Portugal caminha para direito a ignorar emails fora do horário de trabalho

As empresas francesas com mais de 50 funcionários vão poder estabelecer horários durante os quais os empregados podem, ou não, responder a emails relacionados com trabalho. Jurista contactada pelo i admite que este será o caminho a seguir por toda a Europa

Os trabalhadores portugueses vão poder ignorar emails e chamadas de trabalho fora do seu horário de trabalho? A jurista Inês Reis, sócia da sociedade de advogados pbbr, responsável pela área de prática de trabalho e segurança social, acredita que sim. França já ganhou esta batalha e a responsável defende que este será o caminho a seguir, mais cedo ou mais tarde, em toda a Europa. “Este exemplo vai acabar por ser seguido. Este é um caminho sem retorno e a realidade do trabalho hoje em dia não tem nada a ver com os anos 70, não há um trabalho de secretária das 9h às 17h ou até às 18h”, refere em declarações ao i.

Ainda assim, não sabe se essas regras vão ser impostas por lei ou se por contratação coletiva, tal como já foi sugerido. No entanto, faz um alerta: “Não há uma solução para todos.” E a explicação é simples: “As empresas pequenas têm determinadas necessidades e realidades e as maiores têm outras. E, mesmo dentro das empresas da mesma dimensão, as exigências variam consoante a atividade das empresas e são distintas. E também variam consoante os cargos”, diz.

Isto significa que a tendência é seguir o exemplo francês. A lei agora aprovada aplica-se a todas as empresas francesas com mais de 50 funcionários. Não proíbe o envio de emails ou mensagens de foro profissional fora do horário laboral, mas não obriga à sua resposta. E pede aos empregadores que negoceiem um novo protocolo de forma a assegurar que o trabalho não entra pelas noites nem pelos fins de semana dos funcionários dentro. Também pode optar por fixar horários entre os quais não é expetável obter resposta – como entre as 21h e as 7h do dia seguinte ou entre as 19h e as 7h. No fundo, é uma forma de tentar contrariar a disponibilidade permanente que a tecnologia hoje permite – e de assegurar que o tempo de descanso dos trabalhadores não é posto em causa.

No entanto, para ser transposta, a lei teria de ser ajustada. “Em França, isso só se aplica a empresas com mais de 50 trabalhadores, o que, em Portugal, tendo em conta o nosso tecido empresarial, significaria que muitas empresas ficariam de fora destas regras”, alerta.

Causa de stress

E o certo é que o correio eletrónico profissional, segundo diversos estudos, é visto como uma fonte significativa de stresse.
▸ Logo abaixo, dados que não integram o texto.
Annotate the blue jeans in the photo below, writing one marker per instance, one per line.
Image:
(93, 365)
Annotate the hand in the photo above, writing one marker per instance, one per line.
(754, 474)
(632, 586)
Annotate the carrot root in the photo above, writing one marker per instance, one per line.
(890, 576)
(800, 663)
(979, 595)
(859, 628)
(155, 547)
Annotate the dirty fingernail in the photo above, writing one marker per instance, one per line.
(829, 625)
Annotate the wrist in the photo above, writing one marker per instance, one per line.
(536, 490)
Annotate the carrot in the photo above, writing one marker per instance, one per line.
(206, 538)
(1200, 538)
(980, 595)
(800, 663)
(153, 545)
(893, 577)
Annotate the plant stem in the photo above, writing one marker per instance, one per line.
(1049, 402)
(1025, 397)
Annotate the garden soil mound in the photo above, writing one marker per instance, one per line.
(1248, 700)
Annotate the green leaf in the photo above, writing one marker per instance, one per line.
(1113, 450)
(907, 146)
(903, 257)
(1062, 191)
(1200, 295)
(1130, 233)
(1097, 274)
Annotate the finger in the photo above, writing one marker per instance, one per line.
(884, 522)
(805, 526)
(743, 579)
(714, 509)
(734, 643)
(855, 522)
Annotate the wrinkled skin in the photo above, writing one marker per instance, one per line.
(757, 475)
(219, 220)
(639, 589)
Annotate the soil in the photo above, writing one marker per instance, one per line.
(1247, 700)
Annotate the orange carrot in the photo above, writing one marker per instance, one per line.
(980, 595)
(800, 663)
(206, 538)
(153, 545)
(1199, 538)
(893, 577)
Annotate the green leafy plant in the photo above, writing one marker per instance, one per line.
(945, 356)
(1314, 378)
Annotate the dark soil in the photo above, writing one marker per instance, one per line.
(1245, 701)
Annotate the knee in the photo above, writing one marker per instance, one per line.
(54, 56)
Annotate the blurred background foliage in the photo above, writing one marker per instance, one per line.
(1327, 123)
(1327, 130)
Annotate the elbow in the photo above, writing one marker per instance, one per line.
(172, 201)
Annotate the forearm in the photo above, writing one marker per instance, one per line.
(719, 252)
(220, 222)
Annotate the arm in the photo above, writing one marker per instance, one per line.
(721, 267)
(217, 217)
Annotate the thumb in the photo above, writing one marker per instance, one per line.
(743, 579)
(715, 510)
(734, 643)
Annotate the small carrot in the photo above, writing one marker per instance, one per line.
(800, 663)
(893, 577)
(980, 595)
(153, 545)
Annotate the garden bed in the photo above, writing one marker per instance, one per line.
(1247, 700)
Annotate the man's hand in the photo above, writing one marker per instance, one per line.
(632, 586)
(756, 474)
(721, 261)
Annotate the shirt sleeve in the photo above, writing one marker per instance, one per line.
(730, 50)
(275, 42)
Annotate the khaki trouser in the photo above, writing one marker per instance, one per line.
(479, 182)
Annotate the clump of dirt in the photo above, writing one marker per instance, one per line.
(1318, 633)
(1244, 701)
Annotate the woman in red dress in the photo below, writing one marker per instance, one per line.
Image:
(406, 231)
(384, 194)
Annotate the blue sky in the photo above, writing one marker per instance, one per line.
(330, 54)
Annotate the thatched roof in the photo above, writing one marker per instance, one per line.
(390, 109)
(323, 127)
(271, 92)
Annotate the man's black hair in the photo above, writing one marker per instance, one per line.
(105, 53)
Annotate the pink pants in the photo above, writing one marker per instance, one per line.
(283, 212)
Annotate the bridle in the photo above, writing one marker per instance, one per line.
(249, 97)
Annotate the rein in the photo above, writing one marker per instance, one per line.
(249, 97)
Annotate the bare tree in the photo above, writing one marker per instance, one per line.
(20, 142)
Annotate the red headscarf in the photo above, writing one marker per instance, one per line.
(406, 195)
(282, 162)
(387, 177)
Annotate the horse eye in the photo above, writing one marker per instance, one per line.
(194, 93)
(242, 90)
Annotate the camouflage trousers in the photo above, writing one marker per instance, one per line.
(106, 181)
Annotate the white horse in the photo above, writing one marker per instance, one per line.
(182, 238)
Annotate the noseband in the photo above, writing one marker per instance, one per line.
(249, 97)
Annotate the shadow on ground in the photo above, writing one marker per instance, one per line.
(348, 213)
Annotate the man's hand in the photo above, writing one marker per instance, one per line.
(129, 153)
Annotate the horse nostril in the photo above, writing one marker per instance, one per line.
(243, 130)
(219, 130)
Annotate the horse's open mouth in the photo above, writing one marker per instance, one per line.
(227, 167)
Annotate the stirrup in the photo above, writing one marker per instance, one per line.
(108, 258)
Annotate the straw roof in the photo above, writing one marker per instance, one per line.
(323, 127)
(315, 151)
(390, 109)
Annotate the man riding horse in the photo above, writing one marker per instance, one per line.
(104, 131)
Por exemplo, um grupo de professores da Universidade de Stanford estimou que o cansaço extremo e o stresse por motivos profissionais custa mais 125 a 190 mil milhões de dólares, por ano, ao serviço de saúde norte-americano.

Daí o caso francês não ser isolado. Outras empresas europeias já assumiram os perigos do trabalho fora de horas. Em 2012, a Volkswagen, por exemplo, bloqueou o envio de emails para os telefones dos funcionários fora das horas laborais.

Também o ministério alemão do Trabalho fez aprovar em 2014 uma lei idêntica, mas menos restritiva. Os patrões ficaram impedidos de telefonar ou enviar emails aos funcionários fora do horário normal, a não ser em casos de emergência.

Mas nem tudo são vantagens. A jurista lembra que, “se dissermos a um trabalhador que não vai ter acesso ao email da empresa fora do horário de trabalho mas, em contrapartida, enquanto estiver a trabalhar não pode resolver nenhuma questão pessoal durante esse horário, se calhar, nenhum trabalhador quer isso”, acrescentando ainda que, “muito provavelmente, muitos preferem ter acesso ao email e ao telemóvel fora do seu horário de trabalho porque isso permite ter algum controlo sobre o que se está a passar e conseguem antecipar a resolução de eventuais problemas. Por exemplo, a maioria não está interessada em estar completamente desligada durante as férias inteiras e, quando chegar ao trabalho, ter vários incêndios para apagar”, salienta ao i.

Contratação coletiva

Mas este assunto já começou a ser debatido em Portugal. O governo já remeteu a questão para a contratação coletiva, mas o Bloco de Esquerda quer uma lei que acabe com o que entende ser uma ilegalidade praticada pela maioria das empresas.

Inês Reis defende, no entanto, que esse direito à desconexão terá de ser feito por uma via que não seja a legislativa. “O direito à desconexão terá de ser feito por outra via porque, se for feito por via legislativa, só vai criar uma obrigação e o mais certo é que as empresas não consigam cumprir, porque não é por estar ali que vai ser mais válido. O direito ao descanso já existe, a conciliação entre a vida profissional e a vida privada também já existe”, refere.

De acordo com a responsável, cabe a cada empresa e a cada grupo de trabalhadores organizar-se para conseguir regular essa desconexão através de regulamentos internos. “Se cada vez que a vida laboral muda se tivesse de ir fazer alterações ao código, não faríamos outra coisa.” E a jurista dá exemplos: “Se as empresas já o fazem com os carros, porque não o fazem com as ferramentas digitais que vão disponibilizando?”, questiona.